Columbia Sportswear (Nasdaq: COLM) said all sales, marketing and service functions for Montrail, a manufacturer of trail running and hiking footwear acquired by Columbia in 2006, will be realigned under the management team of Mountain Hardwear, starting May 1. Mountain Hardwear was acquired by Columbia in 2003.
Montrail product sourcing functions will remain under Columbia's corporate management in Portland, Ore., and U.S. product distribution and shipping will continue to be processed through the company's Kentucky facility.
Mike Wallenfels, president of Mountain Hardwear, will be responsible for overseeing operations of the Montrail brand from Mountain Hardwear's Richmond, Calif., offices. Montrail will be represented by Mountain Hardwear's existing rep force
"The Montrail brand is a natural extension of Mountain Hardwear's growing performance apparel categories and both brands will work together to share retailers, athletes, events and promotions," Wallenfels said.

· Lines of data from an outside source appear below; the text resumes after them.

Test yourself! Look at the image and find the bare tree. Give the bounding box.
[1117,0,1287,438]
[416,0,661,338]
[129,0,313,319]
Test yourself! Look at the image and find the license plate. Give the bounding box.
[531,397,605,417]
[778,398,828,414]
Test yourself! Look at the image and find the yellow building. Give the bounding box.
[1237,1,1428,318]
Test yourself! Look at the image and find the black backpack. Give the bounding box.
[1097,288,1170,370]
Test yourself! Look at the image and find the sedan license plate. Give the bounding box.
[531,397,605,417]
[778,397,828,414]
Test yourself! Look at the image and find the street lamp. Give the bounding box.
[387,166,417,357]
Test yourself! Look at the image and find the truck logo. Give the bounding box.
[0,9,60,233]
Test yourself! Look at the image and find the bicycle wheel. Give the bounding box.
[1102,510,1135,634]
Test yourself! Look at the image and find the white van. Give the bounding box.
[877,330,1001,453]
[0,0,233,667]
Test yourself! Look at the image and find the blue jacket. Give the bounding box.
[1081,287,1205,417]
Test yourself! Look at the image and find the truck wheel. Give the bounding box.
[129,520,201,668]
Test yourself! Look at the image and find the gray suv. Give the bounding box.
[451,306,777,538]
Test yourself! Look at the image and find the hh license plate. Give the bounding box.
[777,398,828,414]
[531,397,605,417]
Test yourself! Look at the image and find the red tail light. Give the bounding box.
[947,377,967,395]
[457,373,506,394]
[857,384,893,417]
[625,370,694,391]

"To the consumers, Montrail and Mountain Hardwear will continue to be two separate brands. To the retailers, it will be clear that Montrail is an extension of Mountain Hardwear that will be serviced and represented by a dedicated team that understands the needs of the specialty market."
Wallenfels acknowledged that his team will face initial challenges in restoring faith in the brand among many retailers. He said he believes that one of the most pressing needs to meet this challenge will be taking the management and sales force for Mountain Hardwear and reaffirming the Montrail brand with those retailers who have been loyal to the brand. Then, Wallenfels added, his team has to acquire space both physically and emotionally with retailers to ensure that Montrail garners mind share and demonstrates to retailers the brand is relevant in outdoor specialty stores.

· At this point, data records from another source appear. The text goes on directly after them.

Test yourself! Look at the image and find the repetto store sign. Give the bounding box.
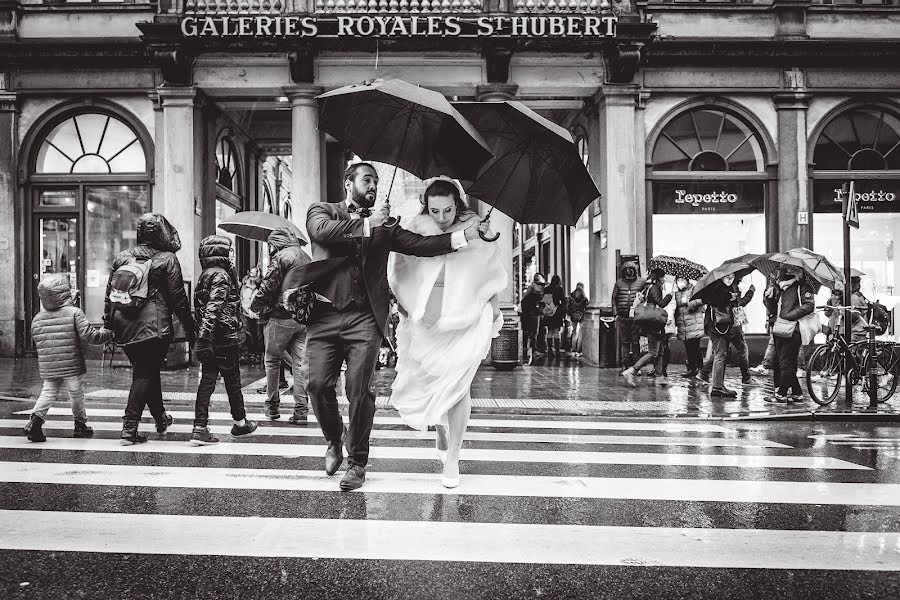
[653,182,765,214]
[181,15,617,38]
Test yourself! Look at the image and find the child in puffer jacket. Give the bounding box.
[24,273,113,442]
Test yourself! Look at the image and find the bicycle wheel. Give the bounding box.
[806,345,844,406]
[860,344,898,403]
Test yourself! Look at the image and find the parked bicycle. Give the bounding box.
[806,306,900,406]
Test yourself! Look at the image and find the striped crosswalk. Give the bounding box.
[0,404,900,597]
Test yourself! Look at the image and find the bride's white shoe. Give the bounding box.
[441,461,459,489]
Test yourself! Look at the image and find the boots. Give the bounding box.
[72,419,94,438]
[119,420,147,446]
[24,414,47,442]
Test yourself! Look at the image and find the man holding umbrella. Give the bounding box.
[306,163,489,491]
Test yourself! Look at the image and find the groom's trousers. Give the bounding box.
[306,302,382,467]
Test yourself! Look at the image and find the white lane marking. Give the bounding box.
[0,510,900,571]
[15,405,735,434]
[0,462,900,506]
[0,419,790,448]
[0,435,872,471]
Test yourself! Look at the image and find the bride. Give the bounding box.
[388,179,509,488]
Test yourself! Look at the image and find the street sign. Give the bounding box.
[844,181,859,229]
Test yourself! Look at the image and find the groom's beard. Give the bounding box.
[353,188,376,208]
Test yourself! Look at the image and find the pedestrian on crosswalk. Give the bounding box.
[24,273,112,442]
[103,213,195,446]
[190,235,257,446]
[388,179,502,488]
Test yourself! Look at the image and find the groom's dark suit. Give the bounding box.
[306,202,464,466]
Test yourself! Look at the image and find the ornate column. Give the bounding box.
[477,83,522,366]
[583,84,646,363]
[773,70,812,250]
[0,86,18,356]
[153,86,201,281]
[284,85,325,238]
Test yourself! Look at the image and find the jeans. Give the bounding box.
[32,375,87,423]
[125,338,170,421]
[773,331,803,396]
[265,319,309,415]
[701,325,750,378]
[684,338,703,371]
[194,346,247,427]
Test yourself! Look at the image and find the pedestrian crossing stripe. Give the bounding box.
[0,419,790,448]
[15,406,735,434]
[0,510,900,571]
[0,435,871,471]
[0,462,900,506]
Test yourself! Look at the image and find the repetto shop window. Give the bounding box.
[649,106,768,333]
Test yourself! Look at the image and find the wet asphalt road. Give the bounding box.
[0,392,900,600]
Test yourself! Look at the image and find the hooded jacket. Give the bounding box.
[612,262,644,317]
[194,235,244,347]
[31,273,112,379]
[250,227,311,319]
[103,213,195,345]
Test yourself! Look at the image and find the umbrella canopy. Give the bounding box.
[691,261,753,299]
[454,102,600,225]
[769,248,844,289]
[219,210,308,246]
[647,255,709,281]
[319,79,492,179]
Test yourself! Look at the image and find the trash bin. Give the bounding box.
[598,308,619,367]
[491,319,519,371]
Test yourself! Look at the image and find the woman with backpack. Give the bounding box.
[543,275,566,359]
[622,269,672,387]
[103,213,195,446]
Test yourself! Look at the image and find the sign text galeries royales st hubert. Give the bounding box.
[181,15,618,38]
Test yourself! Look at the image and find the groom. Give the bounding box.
[306,163,486,491]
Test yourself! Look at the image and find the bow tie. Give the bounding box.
[347,204,372,219]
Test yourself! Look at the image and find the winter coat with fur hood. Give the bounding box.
[31,273,112,379]
[194,235,244,347]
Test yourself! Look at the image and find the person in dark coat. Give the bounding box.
[24,273,112,442]
[103,213,196,446]
[520,273,547,364]
[190,235,256,446]
[764,265,816,404]
[250,227,310,426]
[566,282,588,356]
[612,261,644,366]
[306,163,490,491]
[622,269,672,387]
[542,275,566,358]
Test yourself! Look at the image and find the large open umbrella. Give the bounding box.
[647,255,709,280]
[218,210,307,246]
[319,79,492,186]
[769,248,844,289]
[691,261,753,299]
[454,102,600,225]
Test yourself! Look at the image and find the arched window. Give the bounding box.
[648,104,769,333]
[811,105,900,310]
[22,106,153,332]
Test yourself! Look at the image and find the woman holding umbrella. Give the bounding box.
[764,264,816,404]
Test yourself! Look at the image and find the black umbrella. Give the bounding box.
[454,102,600,225]
[647,255,709,281]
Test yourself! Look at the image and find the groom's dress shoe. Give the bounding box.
[325,441,344,475]
[341,465,366,492]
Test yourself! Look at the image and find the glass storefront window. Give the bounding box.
[84,184,150,321]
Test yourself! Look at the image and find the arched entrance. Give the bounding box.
[23,102,153,331]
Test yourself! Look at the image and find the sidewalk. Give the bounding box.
[0,359,900,421]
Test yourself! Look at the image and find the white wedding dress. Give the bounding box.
[388,215,509,431]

Mountain Hardwear and Columbia will work closely on product direction and development using the Montrail footwear team now under the direction of Mark Nenow, vice president of footwear for Columbia. Nenow joined Columbia in May 2007. Nenow certainly knows footwear we were told, with experience at both Nike and Brooks, most recently as vice president of global footwear merchandising for Brooks. Wallenfels said Montrail would certainly benefit from Nenow's running background, noting that he was a professional track and field athlete and held the 10,000-meter American record from 1986 to 2003.

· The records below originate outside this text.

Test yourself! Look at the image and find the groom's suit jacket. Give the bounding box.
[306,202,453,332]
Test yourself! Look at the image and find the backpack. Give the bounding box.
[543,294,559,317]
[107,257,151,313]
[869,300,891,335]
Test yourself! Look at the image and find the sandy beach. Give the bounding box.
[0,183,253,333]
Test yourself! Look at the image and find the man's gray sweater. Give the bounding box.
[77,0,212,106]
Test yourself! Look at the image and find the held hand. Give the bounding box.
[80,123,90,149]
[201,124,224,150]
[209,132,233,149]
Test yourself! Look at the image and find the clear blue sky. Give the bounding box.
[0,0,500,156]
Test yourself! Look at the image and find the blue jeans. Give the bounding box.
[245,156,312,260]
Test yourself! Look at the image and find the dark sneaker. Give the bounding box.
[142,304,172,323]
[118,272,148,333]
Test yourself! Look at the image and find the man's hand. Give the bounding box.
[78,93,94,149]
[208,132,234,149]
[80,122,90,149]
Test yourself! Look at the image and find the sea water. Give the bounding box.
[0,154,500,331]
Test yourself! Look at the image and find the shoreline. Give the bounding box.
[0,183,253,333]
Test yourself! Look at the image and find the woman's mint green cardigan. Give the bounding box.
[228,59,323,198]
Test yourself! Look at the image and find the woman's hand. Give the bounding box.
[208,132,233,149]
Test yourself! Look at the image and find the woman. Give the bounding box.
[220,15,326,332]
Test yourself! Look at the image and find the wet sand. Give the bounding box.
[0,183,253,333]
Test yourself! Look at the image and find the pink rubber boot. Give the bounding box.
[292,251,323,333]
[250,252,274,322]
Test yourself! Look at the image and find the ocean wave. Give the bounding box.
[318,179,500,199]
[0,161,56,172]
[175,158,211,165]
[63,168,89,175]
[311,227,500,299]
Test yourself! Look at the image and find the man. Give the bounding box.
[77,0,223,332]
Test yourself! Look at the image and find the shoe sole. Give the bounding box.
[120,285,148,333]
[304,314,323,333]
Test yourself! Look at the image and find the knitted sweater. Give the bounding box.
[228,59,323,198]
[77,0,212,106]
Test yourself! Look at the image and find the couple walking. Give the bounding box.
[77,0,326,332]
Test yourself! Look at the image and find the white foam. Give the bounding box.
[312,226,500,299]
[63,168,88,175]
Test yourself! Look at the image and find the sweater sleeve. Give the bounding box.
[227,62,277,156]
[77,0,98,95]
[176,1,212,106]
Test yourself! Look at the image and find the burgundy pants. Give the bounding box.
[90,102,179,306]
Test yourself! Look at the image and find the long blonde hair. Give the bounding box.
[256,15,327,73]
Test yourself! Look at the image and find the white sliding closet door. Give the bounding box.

"Certainly, one of the challenges for Mountain Hardwear is we are not a footwear company. However, we get to utilize the expertise of a very talented team up in Portland and work with them to ensure we are properly developing products that are in a family," said Wallenfels. "By spring 2009, you will see more of the Mountain Hardwear apparel on the running side aligned with the Montrail brand, giving retailers a sense of being able to offer a collection that's easier to merchandise."
Internationally, Wallenfels pointed out to SNEWS® that Mountain Hardwear and Montrail already share resources for sales management in key markets such as Europe, South Korea and Canada. Service and sales operations will formally transition after May 1 internationally as well, and it is expected this move will further streamline operations around the globe, Wallenfels told us.
SNEWS® View: Finally. Columbia has placed the Montrail brand in competent hands that understand that outdoor specialty market. It is a move Columbia should have made when it first acquired the brand. Montrail has, as evidenced by our SNEWS® surveys in 2006 and 2007, experienced the fastest exit from the "best company to do business with" list of any company in the history of the survey. Issues with communication, retailer support, product development, product delivery -- you name it -- plagued Montrail since Columbia took over. Now, to be fair, not all of Montrail's challenges can be laid at the feet of Columbia, as product development is a 12- to 18-month process at best, meaning product Columbia was working with in 2006 and 2007 was not developed by its team entirely. But the vast majority of the issues retailers complained to us about were all on Columbia's watch.
Now, there is hope. Mountain Hardwear understands service and communicating with dealers. The company also has a great rep force, although we do suspect there will be a tiniest bit of shaking out in the month or two to come as a number of agencies will be faced with having to choose between keeping the existing footwear brand or brands they are selling and keeping Mountain Hardwear. Mountain Hardwear made it very clear, we've been told, that if you're selling Montrail, that is your footwear brand.
For consumers, Montrail still has a strong (though nowhere near as strong as it was two years ago) brand reputation among ultra runners and outdoor athletes. We would expect that in tandem with Mountain Hardwear, the brand should and will regain its strength. Working in Montrail's favor is the fact that no one brand has any lock or stranglehold on the footwear market on the competitive side. The North Face, Salomon and even Vasque are recognized names, but a quick look at the feet of runners at any given trail race reveals dozens of favorite brands.
If Montrail can restore itself to retailer favor by delivering on time, delivering innovative product, ensuring its products offer the superior fit that was expected of Montrail, and ensure that communication from company to retailer and back is efficient, then Montrail should find retailers willing to devote shelf space.